The Propulsion team is working with the aim of providing a specially developed engine for the experimental rockets. Students from numerous disciplines are introduced to the complex rocket engine system and develop technical solutions in subsystems such as injection, ignition, cooling or integration. In this area, close cooperation is maintained with the Institute of Gas Turbines, Aerospace Propulsion (GLR) at the TU Darmstadt. Currently, bachelor/master theses as well as project work on the engine or on a designated test bed are being carried out.
About the engine:
The engine will use the liquid fuels ethanol and nitrous oxide (laughing gas) and is designed to deliver a thrust of 2000 N. The oxidizer will be cooled to -70°C to optimize the performance of the rocket. The propellants are transported into the combustion chamber by an appropriate internal pressure in the tanks, making the development of complex turbo pumps unnecessary. In the current iteration, an exhaust gas velocity of 2200 m/s (corresponding to a specific impulse of 225s) at a fuel mass flow of about 1Kg/s is to be achieved.

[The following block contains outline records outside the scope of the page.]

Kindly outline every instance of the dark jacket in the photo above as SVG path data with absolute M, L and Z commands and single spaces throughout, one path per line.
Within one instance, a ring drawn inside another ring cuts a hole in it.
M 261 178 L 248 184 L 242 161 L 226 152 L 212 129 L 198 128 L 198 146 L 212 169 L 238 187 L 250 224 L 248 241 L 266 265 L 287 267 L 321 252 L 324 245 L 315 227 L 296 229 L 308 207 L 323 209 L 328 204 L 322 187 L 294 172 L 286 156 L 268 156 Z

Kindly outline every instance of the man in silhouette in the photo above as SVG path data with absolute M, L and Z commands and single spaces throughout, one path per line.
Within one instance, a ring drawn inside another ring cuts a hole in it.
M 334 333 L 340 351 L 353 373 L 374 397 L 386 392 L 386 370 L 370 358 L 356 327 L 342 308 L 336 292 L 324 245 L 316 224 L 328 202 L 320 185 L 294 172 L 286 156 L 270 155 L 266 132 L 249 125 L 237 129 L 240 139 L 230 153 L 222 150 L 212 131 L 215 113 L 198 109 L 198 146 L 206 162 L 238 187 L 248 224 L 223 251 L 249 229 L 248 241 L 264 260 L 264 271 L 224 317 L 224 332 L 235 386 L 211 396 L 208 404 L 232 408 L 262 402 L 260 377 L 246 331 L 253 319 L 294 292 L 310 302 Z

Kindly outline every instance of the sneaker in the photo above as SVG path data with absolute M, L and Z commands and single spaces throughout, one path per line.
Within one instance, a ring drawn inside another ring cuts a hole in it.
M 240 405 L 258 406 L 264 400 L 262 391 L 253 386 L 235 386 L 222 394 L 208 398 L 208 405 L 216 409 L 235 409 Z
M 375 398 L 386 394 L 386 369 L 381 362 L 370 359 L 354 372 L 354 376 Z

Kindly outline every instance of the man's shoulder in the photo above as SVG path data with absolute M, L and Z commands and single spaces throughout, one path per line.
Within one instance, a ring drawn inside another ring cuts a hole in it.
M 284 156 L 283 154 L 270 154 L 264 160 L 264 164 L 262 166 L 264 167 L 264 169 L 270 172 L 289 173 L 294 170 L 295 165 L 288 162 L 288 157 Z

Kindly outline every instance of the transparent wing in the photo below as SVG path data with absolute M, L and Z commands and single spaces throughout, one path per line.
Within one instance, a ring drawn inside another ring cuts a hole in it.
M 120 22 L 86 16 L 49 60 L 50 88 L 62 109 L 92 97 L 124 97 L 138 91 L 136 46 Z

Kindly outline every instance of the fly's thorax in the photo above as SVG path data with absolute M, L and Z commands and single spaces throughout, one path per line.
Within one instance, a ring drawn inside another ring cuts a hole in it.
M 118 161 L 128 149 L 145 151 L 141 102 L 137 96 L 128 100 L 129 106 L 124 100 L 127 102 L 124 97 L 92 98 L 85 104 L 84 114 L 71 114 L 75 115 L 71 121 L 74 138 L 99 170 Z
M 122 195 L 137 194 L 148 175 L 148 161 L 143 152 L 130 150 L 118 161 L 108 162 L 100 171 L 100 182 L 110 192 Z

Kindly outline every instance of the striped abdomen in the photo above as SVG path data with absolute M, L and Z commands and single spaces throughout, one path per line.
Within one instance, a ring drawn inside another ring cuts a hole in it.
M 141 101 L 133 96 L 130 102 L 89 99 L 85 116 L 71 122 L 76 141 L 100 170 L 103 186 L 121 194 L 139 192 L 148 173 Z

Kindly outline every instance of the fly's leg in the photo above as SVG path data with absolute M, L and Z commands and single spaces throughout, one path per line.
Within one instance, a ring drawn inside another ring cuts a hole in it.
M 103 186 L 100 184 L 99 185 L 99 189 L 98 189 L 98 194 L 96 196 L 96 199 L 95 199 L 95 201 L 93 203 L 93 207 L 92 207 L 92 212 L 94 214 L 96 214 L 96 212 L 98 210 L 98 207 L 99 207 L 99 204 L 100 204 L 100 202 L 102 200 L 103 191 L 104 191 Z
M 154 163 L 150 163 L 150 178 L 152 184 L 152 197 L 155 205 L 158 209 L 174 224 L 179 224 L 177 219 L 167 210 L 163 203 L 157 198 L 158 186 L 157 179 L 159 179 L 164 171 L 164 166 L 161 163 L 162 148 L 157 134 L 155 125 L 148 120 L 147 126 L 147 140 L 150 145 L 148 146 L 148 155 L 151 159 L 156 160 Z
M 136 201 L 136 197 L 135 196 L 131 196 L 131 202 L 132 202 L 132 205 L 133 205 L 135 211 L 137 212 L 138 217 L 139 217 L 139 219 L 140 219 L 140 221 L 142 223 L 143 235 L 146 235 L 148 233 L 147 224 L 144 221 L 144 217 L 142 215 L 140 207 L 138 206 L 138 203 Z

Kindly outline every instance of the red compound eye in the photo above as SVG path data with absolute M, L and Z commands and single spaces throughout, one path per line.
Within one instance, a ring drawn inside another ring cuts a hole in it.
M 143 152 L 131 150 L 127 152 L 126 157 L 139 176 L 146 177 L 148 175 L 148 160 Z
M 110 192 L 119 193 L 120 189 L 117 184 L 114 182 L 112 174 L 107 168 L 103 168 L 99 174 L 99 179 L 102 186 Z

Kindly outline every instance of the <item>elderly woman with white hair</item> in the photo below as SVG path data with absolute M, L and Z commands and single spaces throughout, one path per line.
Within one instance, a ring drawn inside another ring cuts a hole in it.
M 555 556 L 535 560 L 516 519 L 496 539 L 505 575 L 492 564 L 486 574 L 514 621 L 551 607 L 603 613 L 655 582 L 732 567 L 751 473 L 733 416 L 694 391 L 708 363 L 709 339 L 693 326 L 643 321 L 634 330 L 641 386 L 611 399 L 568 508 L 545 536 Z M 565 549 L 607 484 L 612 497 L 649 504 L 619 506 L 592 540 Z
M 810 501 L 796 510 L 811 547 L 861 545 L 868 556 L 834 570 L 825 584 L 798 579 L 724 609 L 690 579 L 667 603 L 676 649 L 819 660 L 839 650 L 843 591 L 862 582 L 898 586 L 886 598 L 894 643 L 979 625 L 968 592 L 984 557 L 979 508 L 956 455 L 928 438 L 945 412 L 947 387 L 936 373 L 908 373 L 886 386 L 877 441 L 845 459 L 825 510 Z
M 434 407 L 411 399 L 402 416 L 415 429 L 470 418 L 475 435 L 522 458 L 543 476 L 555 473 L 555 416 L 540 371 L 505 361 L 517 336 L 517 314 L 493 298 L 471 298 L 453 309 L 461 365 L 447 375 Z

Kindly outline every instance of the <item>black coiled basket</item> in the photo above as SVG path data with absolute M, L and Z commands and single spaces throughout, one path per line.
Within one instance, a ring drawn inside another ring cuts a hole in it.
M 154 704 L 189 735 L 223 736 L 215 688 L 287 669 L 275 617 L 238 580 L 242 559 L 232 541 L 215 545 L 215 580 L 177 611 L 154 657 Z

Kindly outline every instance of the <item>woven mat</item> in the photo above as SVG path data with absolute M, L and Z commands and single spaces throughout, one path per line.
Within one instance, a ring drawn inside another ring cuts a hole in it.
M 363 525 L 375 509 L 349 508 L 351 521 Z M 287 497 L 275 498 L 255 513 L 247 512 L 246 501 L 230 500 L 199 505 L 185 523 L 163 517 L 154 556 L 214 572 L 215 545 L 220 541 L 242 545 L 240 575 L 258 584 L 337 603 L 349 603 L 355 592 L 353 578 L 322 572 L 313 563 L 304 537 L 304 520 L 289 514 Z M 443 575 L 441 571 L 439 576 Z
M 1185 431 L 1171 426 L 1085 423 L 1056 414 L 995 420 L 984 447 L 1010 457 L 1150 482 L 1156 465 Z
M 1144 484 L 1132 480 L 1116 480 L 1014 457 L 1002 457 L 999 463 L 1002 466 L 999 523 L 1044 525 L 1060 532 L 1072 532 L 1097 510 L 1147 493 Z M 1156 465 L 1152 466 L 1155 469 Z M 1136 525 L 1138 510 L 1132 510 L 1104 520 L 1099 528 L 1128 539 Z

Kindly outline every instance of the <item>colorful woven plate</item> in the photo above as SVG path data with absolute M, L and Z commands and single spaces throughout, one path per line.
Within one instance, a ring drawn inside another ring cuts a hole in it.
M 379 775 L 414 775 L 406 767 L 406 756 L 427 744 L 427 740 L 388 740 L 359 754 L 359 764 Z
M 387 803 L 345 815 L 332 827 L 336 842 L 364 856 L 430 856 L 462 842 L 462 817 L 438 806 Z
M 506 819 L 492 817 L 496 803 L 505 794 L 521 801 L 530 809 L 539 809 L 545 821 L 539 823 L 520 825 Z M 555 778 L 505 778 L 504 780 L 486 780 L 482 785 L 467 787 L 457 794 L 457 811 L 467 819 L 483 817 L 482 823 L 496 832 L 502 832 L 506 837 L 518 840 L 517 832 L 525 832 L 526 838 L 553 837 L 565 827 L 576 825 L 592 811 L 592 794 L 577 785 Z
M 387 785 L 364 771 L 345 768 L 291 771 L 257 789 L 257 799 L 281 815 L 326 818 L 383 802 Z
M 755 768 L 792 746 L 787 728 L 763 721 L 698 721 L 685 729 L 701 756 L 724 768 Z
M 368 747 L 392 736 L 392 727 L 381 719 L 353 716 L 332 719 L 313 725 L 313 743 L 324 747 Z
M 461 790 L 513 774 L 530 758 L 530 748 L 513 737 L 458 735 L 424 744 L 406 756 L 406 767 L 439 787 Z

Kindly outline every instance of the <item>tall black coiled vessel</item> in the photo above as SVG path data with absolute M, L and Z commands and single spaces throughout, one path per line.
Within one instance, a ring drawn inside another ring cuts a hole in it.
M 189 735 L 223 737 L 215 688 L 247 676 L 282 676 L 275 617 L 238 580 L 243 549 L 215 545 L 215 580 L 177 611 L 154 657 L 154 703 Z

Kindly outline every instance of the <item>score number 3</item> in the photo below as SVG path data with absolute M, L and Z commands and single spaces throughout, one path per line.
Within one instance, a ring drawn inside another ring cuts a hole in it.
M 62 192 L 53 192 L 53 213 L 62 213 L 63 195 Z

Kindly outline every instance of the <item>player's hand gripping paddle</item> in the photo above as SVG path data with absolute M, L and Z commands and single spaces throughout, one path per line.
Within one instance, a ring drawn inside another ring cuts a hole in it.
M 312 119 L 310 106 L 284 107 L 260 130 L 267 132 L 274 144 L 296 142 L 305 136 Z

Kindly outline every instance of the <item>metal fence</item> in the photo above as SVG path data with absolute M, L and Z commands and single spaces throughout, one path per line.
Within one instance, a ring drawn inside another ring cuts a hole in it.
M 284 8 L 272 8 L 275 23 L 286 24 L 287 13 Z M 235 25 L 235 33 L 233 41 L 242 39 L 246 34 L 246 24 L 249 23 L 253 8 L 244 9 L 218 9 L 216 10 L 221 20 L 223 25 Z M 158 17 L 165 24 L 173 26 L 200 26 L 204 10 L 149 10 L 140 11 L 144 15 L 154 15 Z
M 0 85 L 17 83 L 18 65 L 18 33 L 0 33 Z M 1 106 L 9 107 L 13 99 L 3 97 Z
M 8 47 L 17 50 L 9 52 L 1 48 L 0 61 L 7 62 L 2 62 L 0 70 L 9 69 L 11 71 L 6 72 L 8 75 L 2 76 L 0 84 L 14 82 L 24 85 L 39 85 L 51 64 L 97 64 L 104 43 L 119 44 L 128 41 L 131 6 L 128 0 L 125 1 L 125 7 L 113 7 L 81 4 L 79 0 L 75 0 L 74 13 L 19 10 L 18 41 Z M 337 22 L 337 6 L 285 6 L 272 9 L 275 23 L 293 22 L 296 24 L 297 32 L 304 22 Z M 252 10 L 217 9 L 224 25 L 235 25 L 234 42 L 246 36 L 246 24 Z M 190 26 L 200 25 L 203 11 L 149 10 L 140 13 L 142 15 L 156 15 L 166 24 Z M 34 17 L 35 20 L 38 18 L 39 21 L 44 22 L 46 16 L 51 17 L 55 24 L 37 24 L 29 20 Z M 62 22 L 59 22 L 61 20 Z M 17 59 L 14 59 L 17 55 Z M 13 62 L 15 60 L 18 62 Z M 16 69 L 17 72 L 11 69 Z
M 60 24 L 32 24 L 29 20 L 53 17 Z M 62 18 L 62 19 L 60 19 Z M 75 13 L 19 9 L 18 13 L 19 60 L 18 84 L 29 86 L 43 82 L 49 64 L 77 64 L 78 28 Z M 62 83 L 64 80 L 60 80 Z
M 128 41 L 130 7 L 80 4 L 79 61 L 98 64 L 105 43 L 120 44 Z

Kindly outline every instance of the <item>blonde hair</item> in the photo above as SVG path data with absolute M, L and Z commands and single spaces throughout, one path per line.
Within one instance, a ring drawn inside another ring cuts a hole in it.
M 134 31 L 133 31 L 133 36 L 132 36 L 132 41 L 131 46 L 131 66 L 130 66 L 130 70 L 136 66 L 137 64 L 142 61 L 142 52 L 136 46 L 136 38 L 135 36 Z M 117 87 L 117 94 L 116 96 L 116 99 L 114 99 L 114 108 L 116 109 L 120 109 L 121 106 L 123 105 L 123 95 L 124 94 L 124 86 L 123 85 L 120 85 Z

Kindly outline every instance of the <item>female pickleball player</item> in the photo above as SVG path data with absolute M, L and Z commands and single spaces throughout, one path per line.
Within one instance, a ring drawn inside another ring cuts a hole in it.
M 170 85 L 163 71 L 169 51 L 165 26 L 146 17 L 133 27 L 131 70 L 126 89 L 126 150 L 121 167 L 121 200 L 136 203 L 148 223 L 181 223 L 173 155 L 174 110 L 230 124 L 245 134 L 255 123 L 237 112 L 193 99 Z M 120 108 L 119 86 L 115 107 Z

The current work is focused on the design of an extended ignition unit for the test bench iteration of the engine. This is operated with gaseous hydrogen and oxygen. A cooling system for the flame tube is used, which is to be qualified in the test campaign, as well as the injection element for further development on the engine.
Furthermore, work is being carried out to set up a test stand for research and test operation, as well as for simulation and flow optimization of the injection system, combustion chamber and nozzle. In addition, conceptual work and simulations for cooling the entire engine are being carried out.
Currently, a toolbox implemented in Python is being developed, which combines the calculation bases of many individual subsystems and enables the optimization of the entire engine system. At the same time, the toolbox serves as a “library” for previously acquired knowledge of the team and should also make it easier for new members to get started
Further subsystem test campaigns are planned, such as a cold-flow injector test carrier and an oxidizer cooling process based on dry ice.
Once the individual systems are sufficiently qualified, the combustion process will be investigated and optimized in an initial test phase of the entire engine. Finally, the further development to flight hardware, which places high demands on weight and durability, is planned.